Our Summary and Conclusion
Performance Summary: The Core i7-3820 performed very well throughout our battery of benchmarks. Versus AMD’s flagship FX-8150, there was no contest; the Core i7-3820 was dominant. Versus Intel’s other processors, the story isn’t quite as clear. We’ll start with the Core i7-3820 / Core i7-3960X comparison. When compared to Intel’s flagship six-core Core i7-3960X processor, the quad-core Core i7-3820 offers virtually identical performance in single-threaded workloads or workloads that will tax four or fewer cores, due to the two processor’s identical peak Turbo mode frequency (3.9GHz). In highly-threaded workloads, however, that can leverage the additional resources of the Core i7-3960X, the six-core processor offers significantly more performance.

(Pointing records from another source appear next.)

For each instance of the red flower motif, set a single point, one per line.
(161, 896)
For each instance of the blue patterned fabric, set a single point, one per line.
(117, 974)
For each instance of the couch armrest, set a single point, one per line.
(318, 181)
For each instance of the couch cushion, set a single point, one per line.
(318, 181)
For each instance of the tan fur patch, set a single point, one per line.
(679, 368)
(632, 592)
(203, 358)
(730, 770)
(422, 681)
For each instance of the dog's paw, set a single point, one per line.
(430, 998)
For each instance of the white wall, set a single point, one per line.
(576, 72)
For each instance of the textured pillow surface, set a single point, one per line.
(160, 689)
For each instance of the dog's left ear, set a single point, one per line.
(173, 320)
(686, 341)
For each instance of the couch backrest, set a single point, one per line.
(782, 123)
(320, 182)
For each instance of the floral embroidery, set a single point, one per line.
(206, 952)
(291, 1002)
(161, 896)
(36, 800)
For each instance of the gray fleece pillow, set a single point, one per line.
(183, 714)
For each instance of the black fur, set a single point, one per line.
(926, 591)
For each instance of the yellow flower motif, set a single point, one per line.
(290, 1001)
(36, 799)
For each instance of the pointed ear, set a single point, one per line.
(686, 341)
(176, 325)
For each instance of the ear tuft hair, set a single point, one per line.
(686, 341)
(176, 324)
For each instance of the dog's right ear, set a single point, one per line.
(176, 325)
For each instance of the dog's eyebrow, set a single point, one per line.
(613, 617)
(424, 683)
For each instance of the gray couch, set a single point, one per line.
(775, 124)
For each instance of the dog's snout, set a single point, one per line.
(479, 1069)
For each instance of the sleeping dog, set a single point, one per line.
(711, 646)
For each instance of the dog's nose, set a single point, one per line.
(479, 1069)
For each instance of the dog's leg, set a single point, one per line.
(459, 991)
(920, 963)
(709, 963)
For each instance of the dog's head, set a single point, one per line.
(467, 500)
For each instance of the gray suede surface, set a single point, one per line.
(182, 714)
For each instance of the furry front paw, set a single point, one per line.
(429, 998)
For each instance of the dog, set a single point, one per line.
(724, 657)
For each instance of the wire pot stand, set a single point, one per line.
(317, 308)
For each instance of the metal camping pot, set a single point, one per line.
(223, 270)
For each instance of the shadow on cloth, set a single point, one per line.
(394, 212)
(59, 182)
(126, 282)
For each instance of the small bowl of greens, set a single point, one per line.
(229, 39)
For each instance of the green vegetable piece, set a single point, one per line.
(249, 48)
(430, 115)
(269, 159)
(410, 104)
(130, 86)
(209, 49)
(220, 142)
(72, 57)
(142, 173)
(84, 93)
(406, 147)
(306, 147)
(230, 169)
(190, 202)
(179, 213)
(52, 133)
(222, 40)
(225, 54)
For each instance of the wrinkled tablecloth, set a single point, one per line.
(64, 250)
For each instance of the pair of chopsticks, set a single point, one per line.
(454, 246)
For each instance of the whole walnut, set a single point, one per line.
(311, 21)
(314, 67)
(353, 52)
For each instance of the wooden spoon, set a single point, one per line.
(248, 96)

Although it has a number of technical advantages (more cache, more / faster PCIe lanes, newer platform, etc.), the Core i7-3820 performs almost identically to the Core i7-2700K, at least with the applications we used for testing. This is to be expected considering their core architecture similarities, but with workloads that can take advantage of the additional memory or PCIe bandwidth offered by the 3820, it will likely put up better numbers than the Sandy Bride-based Core i7-2700K. Conversely, the Core i7-2700K supports Intel’s QuickSync technology, whereas the SBE-based Core i7-3820 does not. So, for video encoding, the Core i7-2700K (or other Sandy Bridge-based CPU) will be superior.
Intel’s initial line-up of Sandy Bridge-E-based processors is outlined in the chart below. The line-up (for now) consists of three processors: the flagship Core i7-3960X, the unlocked but slightly pared down Core i7-3930K, and the Core i7-3820 we’ve shown you here. Pricing for the three processors is $990, $555, and $285, respectively.
At its $285 price point, the Core i7-3820 actually comes in somewhat cheaper than the similarly performing Core i7-2700K. That may seem like a clear win for the 3820, but when the entire platform is considered, the Core i7-3820 will actually be somewhat more expensive due to the higher cost of X79 Express chipset-based motherboards versus the Z68 and the need for quad-channel memory (versus dual-channel) to attain peak performance.
Ultimately, whether or not the Core i7-3820 makes sense for you, over the somewhat more affordable Sandy Bridge platform, is going to depend on the type of applications you run or the configuration you’re after. If you have a need for the additional memory bandwidth offered by SBE or a need for more than 32GB of memory, SBE is the way to go. Hardcore gamers who plan to run two or more high-end graphics cards would also be better served by Sandy Bridge-E’s additional PCI Express lanes and due to the fact that Intel integrated graphics aren't required. Or if you just want the latest Intel chipset, namely the X79 Express, SBE is for you.